Nous avons interrogé notre invité sur la difficulté de définir parfois des actes anti musulmans par rapport à des actes racistes : le caractère islamophobe est évident lorsque des lieux de cultes, ou des carrés musulmans, sont visés ; il est moins clair pour les agressions individuelles, le terme "musulmans" étant maintenant utilisé pour des populations jadis appelées "arabes". 
 
En ce qui concerne la médiatisation de ces actes, Monsieur Zekri a convenu qu'elle était insuffisante pour les actes "non dramatiques", mais que cela concerne à la fois les Juifs et les Musulmans. Nous avons aussi interrogé Monsieur Zekri sur les actes anti-musulmans perpétrés par des Juifs : il a convenu que leur nombre était extrêmement réduit, citant seulement deux affaires.
 
En ce qui concerne le CCIF (Collectif contre l'Islamophobie en France), Monsieur Zekri nous a confirmé qu'il n'était pas considéré comme un interlocuteur fiable par le Ministère de l'Intérieur, en raison de son mode d'enregistrement d'actes considérés par lui comme islamophobes (exemple : lois sur les signes religieux distinctifs, à l'Ecole ou dans le domaine public ; idem en ce qui concerne la discrimination à l'embauche, qui relève en fait du racisme).
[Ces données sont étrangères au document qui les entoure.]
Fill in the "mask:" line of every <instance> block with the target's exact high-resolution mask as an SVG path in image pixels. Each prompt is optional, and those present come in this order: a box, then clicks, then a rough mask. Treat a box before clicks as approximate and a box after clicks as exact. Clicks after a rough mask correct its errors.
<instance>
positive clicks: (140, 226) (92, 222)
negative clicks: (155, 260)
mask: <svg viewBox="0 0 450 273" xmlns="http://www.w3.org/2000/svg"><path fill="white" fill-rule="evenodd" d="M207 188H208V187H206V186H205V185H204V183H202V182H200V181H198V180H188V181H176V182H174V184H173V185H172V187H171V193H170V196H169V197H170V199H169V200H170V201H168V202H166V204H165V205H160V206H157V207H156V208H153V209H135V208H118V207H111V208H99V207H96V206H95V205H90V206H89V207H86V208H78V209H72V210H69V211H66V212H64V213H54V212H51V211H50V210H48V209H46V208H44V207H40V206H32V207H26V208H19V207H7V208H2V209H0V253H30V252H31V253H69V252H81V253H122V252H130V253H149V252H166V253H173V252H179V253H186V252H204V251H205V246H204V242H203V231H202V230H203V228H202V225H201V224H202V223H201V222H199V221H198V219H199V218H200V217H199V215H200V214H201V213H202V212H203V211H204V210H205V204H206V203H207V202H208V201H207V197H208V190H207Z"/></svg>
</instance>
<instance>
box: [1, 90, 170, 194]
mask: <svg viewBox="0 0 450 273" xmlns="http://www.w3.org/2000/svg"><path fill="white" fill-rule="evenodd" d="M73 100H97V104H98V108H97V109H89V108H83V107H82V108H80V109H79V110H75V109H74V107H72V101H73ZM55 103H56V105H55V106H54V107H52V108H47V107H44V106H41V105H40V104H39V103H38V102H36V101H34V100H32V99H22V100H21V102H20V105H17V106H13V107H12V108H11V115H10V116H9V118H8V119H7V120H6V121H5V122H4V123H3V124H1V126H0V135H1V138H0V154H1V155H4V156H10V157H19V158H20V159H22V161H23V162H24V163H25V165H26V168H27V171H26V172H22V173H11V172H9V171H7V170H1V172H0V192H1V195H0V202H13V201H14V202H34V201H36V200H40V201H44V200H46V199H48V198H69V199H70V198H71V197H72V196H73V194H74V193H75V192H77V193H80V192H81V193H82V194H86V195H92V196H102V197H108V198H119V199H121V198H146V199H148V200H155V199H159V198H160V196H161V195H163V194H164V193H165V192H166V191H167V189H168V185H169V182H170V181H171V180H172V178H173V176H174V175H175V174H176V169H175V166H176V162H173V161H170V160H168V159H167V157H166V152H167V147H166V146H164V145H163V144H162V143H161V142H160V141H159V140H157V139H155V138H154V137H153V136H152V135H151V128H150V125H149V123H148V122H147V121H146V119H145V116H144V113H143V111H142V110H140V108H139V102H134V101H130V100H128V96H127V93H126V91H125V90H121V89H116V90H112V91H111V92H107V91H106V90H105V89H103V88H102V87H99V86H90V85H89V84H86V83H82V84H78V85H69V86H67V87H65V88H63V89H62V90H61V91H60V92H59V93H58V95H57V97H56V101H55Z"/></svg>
Cependant, le CCIF bénéficie à la fois d'aides extérieures importantes, et d'un bon réseau médiatique.
 
Notre invité constate et déplore la banalisation des propos et menaces sur Internet, et la mollesse des Autorités ces dernières années pour agir contre certains sites - la réponse étant que les hébergeurs de sites ou les réseaux sociaux en particulier sont de droit américain. Il s'est dit ouvert à des actions communes sur ce sujet, auprès des opérateurs (FaceBook, Tweeter en particulier), pour les inciter à filtrer, voire sanctionner, les propos racistes et antisémites.
 
Enfin, l'actualité dramatique des attentats du 13 novembre a, bien sûr, été évoquée. Monsieur Zekri a émis le souhait que la qualification de l'ensemble des Imams de France soit vérifiée par un audit général du CFCM, que les Mosquées salafistes soient fermées, et que certains "Imams auto-proclamés" et propageant la haine soient expulsés.